Sexuality Policy Watch

Revisiting Ana Mendieta

In November 2015, we have published a brief note on Ana Mendieta´s artwork, which underlined the central place of bodies particularly her own body, in her prolific production of performative interventions. Mendieta´s aesthetics is not about the female body in itself, but rather about body as part of the world and imprinted on its surfaces. In Mendieta’s  own words:

“I have been carrying on a dialogue between the landscape and the female body (based on my own silhouette) … I am overwhelmed by the feeling of having been cast from the womb (nature). Through my earth/body sculptures I become one with the earth… I become an extension of nature and nature becomes an extension of my body…”

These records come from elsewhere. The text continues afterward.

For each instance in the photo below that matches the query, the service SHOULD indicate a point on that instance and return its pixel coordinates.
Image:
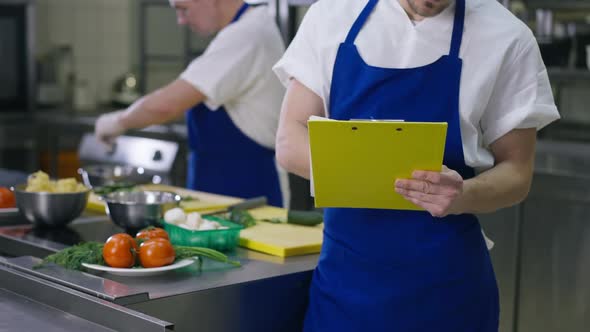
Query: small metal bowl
(100, 175)
(50, 209)
(139, 209)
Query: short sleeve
(226, 69)
(301, 59)
(522, 96)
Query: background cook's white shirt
(504, 83)
(235, 71)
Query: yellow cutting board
(281, 240)
(205, 202)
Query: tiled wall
(100, 32)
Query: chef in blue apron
(469, 63)
(230, 97)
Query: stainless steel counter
(28, 303)
(266, 294)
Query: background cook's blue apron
(224, 160)
(402, 271)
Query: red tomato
(152, 233)
(119, 251)
(156, 252)
(7, 199)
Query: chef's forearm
(504, 185)
(162, 106)
(293, 150)
(144, 113)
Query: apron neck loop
(360, 21)
(240, 12)
(458, 28)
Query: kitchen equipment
(50, 209)
(200, 202)
(218, 239)
(100, 175)
(140, 272)
(244, 205)
(56, 76)
(136, 210)
(17, 56)
(281, 240)
(125, 90)
(132, 159)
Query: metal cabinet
(554, 287)
(502, 228)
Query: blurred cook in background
(230, 97)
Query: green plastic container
(218, 239)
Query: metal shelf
(559, 4)
(557, 74)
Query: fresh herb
(73, 257)
(242, 217)
(91, 253)
(183, 252)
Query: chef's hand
(436, 192)
(108, 127)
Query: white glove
(108, 127)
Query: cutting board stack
(281, 240)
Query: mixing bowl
(139, 209)
(50, 209)
(100, 175)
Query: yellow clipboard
(355, 163)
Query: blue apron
(223, 160)
(393, 270)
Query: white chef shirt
(235, 71)
(504, 83)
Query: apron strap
(360, 21)
(240, 12)
(458, 28)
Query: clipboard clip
(377, 120)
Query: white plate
(140, 272)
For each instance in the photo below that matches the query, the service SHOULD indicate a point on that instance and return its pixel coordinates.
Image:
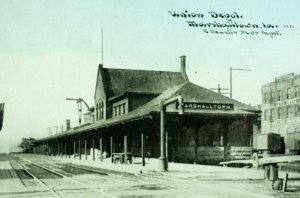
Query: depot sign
(208, 106)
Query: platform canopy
(198, 101)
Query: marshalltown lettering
(207, 106)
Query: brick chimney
(183, 67)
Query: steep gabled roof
(119, 81)
(195, 93)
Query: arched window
(279, 113)
(296, 91)
(265, 114)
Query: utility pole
(231, 68)
(219, 89)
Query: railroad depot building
(281, 110)
(147, 113)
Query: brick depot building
(281, 110)
(128, 110)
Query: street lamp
(79, 100)
(231, 68)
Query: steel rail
(39, 181)
(100, 191)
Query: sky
(50, 50)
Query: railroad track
(51, 188)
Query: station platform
(175, 170)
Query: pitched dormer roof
(120, 81)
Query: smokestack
(183, 67)
(68, 125)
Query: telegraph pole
(231, 68)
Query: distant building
(281, 110)
(27, 145)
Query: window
(119, 109)
(288, 112)
(266, 98)
(289, 93)
(279, 95)
(271, 114)
(279, 113)
(100, 110)
(265, 116)
(297, 91)
(272, 97)
(97, 109)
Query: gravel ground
(133, 180)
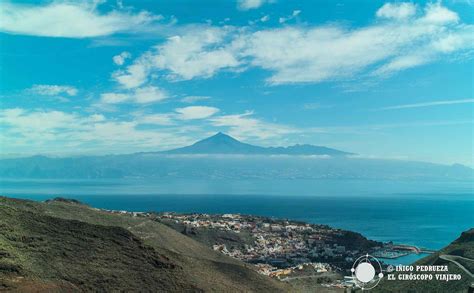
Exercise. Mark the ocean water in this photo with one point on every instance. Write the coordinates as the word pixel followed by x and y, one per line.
pixel 425 214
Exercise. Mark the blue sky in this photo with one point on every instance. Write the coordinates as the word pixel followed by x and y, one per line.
pixel 381 79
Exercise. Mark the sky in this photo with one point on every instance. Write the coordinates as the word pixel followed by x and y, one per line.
pixel 382 79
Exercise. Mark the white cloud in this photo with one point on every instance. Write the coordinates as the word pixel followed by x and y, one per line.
pixel 294 14
pixel 250 4
pixel 52 90
pixel 157 119
pixel 198 53
pixel 305 54
pixel 244 126
pixel 69 20
pixel 144 95
pixel 397 11
pixel 120 58
pixel 48 131
pixel 195 112
pixel 194 99
pixel 429 104
pixel 438 14
pixel 265 18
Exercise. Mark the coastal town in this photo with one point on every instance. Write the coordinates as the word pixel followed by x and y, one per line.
pixel 279 248
pixel 284 249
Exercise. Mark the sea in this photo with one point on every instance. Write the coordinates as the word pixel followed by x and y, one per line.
pixel 426 214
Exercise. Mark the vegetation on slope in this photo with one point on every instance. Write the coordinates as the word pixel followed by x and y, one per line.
pixel 62 245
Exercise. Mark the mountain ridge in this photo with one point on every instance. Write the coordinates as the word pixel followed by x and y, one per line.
pixel 222 143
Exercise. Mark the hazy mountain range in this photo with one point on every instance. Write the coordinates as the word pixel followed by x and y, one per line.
pixel 224 144
pixel 222 156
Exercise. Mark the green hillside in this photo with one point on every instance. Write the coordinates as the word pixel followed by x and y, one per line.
pixel 66 246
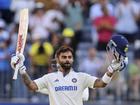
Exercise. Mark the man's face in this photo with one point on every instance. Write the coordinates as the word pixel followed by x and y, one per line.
pixel 65 60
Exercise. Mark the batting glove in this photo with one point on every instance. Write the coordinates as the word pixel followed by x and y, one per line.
pixel 118 66
pixel 18 60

Our 2015 post also recalled that Mendieta was born in Cuba, in 1948, and died in 1985 in New York, her death surrounded by strong suspicions that she had been thrown from a 13th floor window by her husband, the minimalist sculptor Carl Andre. This tragic death made of Mendieta an icon of the subaltern place of women in the male dominated world of art. 

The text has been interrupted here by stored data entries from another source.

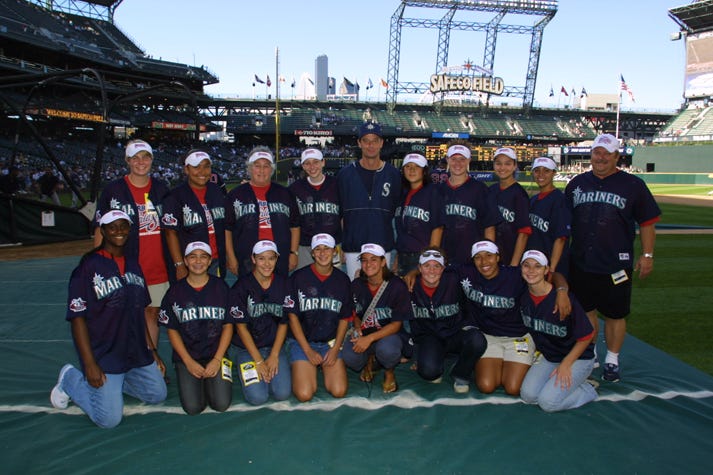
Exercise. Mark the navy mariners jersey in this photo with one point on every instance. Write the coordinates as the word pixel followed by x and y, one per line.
pixel 113 307
pixel 440 316
pixel 604 214
pixel 553 337
pixel 513 205
pixel 368 214
pixel 197 315
pixel 319 305
pixel 116 195
pixel 319 209
pixel 392 306
pixel 551 219
pixel 262 310
pixel 468 211
pixel 416 220
pixel 494 303
pixel 183 213
pixel 242 217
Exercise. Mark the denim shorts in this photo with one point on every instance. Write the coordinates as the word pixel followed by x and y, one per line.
pixel 296 354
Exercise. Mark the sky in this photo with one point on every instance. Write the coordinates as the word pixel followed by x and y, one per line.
pixel 588 44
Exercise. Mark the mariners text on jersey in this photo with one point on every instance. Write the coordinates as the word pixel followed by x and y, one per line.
pixel 455 209
pixel 319 303
pixel 580 197
pixel 544 327
pixel 321 207
pixel 441 311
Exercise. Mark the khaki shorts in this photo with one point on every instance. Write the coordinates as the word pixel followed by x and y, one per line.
pixel 156 292
pixel 519 349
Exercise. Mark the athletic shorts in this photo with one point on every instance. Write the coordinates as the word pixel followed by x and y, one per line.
pixel 156 292
pixel 599 292
pixel 296 353
pixel 519 349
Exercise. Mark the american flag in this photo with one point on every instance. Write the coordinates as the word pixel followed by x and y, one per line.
pixel 624 87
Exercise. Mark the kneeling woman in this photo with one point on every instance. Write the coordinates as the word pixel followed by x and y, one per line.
pixel 107 297
pixel 259 303
pixel 319 322
pixel 558 379
pixel 439 325
pixel 381 302
pixel 199 329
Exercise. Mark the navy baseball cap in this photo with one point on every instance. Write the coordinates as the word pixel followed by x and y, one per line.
pixel 370 127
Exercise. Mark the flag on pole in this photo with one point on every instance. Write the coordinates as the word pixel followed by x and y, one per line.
pixel 624 87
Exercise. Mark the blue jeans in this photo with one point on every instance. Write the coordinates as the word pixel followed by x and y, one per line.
pixel 196 394
pixel 431 351
pixel 281 385
pixel 387 351
pixel 105 405
pixel 539 388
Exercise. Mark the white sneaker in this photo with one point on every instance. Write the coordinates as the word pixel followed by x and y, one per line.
pixel 58 397
pixel 461 387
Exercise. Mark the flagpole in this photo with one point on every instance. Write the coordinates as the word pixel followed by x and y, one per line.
pixel 618 106
pixel 277 104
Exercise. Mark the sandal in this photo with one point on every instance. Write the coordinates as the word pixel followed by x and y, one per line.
pixel 391 387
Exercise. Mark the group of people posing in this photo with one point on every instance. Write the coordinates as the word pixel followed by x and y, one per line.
pixel 434 273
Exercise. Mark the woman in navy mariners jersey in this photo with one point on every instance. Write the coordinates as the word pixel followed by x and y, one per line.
pixel 261 210
pixel 550 217
pixel 493 293
pixel 512 232
pixel 558 379
pixel 376 333
pixel 195 211
pixel 319 322
pixel 194 311
pixel 439 326
pixel 141 196
pixel 107 297
pixel 317 199
pixel 259 303
pixel 419 218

The New Yorker in its July 12th 2026 issue published a long article that retraces in detail Mendieta´s biography and artistic endeavors a recapturing that reveals how deeply her trajectory was intertwined with the contemporary political history of Cuba. The article recalls that Ana´s privileged father, Ignacio Mendieta, collaborated with the C.I.A. to destabilize the 1959 revolution work against the rise of Fidel Castro. Concerned for his family’s safety, he sent Ana and her sister to the United States, with other 14.000 children, through what became known as Operation Peter Pan.

The description offered in the article of how the sisters initially disembarked in a refugee camp in Florida before being dispatched to an orphanage in lowa, where a local family assumed the role of their foster parents. The parallels between how the girls were treated in their “new families” and the anti-migrant brutal sentiments now prevailing in the US are striking, as illustrated by the admonition deployed by one of these foster parents: “I don’t care who you were in Cuba-you’re nobody in this country!”

Mendieta has never lost her emotional contacts with Cuba. She went back to the country, was officially recognized as a major Cuban artist and, most principally, shortly before her death developed a series of magnificent down to the earth of the island performative installations, of which the better know is Pain of Cuba/The body I am. Rebecca Mead, in the New Yorker piece, insightfully describes Mendieta´s art explorations as follows:

“The certainty of destruction was an essential dimension of Mendieta’s art. The outline of a body that Mendieta stamped into river mud would inevitably be eroded by weather and water; the feathers that she stuck to her skin could disperse as she ran naked along a beach.”

In these dark times — as the “Donroe” doctrine redefines politics in the Americas south of the Rio Grande and in the Caribbean – we considered it inspiring to revisit the complex elements in Ana Mendieta’s personal journey which densely overlaps with aesthetic and conceptual legacy.